Olszewski is also no stranger to a crowded, and aggressive, primary, coming out on the losing end of the five-way 2018 U.S. Senate GOP race.
He’s already seen some of those aggressions, including rumor-spreading that his real desire is to be lieutenant governor.
“That was a rumor started to draw away support, especially monetary support,” Olszewski said. “It was to make people think “Why would I give you my monetary support just thinking you’re going to join with the other people?’”
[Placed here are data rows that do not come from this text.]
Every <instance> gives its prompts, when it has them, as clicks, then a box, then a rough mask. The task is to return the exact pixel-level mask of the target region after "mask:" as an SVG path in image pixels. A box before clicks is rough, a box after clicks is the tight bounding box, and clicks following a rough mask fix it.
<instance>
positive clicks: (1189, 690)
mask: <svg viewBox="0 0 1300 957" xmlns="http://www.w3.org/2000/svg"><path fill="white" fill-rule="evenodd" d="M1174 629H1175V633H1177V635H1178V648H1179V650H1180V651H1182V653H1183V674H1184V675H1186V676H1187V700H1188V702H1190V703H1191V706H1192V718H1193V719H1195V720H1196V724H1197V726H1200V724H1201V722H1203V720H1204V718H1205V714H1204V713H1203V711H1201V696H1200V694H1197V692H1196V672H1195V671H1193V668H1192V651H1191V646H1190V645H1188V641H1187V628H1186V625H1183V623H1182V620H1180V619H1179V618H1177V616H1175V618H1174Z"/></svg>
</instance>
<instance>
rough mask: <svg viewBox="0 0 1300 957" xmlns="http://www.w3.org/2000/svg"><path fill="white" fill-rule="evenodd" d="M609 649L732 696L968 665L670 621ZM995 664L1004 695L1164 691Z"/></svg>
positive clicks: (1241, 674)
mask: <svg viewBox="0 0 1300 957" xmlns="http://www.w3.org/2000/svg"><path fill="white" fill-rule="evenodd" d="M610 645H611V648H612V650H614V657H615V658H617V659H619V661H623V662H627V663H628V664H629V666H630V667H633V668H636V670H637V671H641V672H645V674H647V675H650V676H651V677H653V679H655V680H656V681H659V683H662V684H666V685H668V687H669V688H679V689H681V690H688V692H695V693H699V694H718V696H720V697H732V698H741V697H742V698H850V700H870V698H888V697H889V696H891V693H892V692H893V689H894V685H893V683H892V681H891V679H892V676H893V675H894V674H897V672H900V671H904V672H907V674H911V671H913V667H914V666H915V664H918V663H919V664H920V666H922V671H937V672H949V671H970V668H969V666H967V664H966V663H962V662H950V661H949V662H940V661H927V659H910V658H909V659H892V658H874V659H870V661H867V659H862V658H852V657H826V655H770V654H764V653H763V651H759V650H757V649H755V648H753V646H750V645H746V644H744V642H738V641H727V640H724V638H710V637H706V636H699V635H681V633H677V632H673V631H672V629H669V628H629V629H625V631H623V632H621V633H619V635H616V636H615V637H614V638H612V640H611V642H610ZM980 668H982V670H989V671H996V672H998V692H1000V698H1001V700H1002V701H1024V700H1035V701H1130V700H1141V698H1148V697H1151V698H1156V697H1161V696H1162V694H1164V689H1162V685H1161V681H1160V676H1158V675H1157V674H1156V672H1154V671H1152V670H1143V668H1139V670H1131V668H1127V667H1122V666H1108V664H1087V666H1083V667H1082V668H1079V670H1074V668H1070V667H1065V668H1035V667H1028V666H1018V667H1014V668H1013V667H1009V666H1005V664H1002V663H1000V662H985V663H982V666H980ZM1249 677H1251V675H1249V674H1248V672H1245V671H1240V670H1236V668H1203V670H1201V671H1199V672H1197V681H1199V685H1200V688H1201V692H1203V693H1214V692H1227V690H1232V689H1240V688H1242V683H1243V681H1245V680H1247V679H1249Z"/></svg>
A messy primary could challenge the Republican Party's assertions that it's come together after high-profile internal disputes spilled into the public eye in recent years. Most noticeably that includes a sharp divide over members of the so-called Solutions Caucus working with Democrats this spring to pass legislation, such as continuing Medicaid expansion.
Providing a visual example of the divide, members of the a group called the 38 Special, who opposed that bipartisan bill, posed for a group photo in the final days of the legislative session, saying their faces represented true Republicans, not the now-commonly used term RINOS, for Republicans in Name Only.
Newly elected Republican Party chair Don Kaltschmidt said in August he understands there might be some dust-ups in advance of the primary, but believes the party will emerge united.
“I’m a pragmatist and I realize the way that politics is done today there’s a certain amount of that. Obviously from the state party, we’d like to see that as a minimum," Kaltschmidt said.
"The beautiful thing about it is we are all, from moderate to very far-right conservative, all together on our governor race. At the end of the day, we have great candidates and whoever comes out of that primary, I believe the other two major candidates that are running will back the winner of the primary and we’ll all come together under that banner."
How the candidates who come out on the bottom go forward after the primary will set much of the tone, Banville said.
“Does the person who loses endorse the candidate and embrace the candidate and say, ‘We will now come together’? Or is left more jagged and 'this bitter primary is over, but it’s not like we’re buddies now'? If it’s left pretty jagged, you’ll see some lasting effects, and least for a while,” Banville said.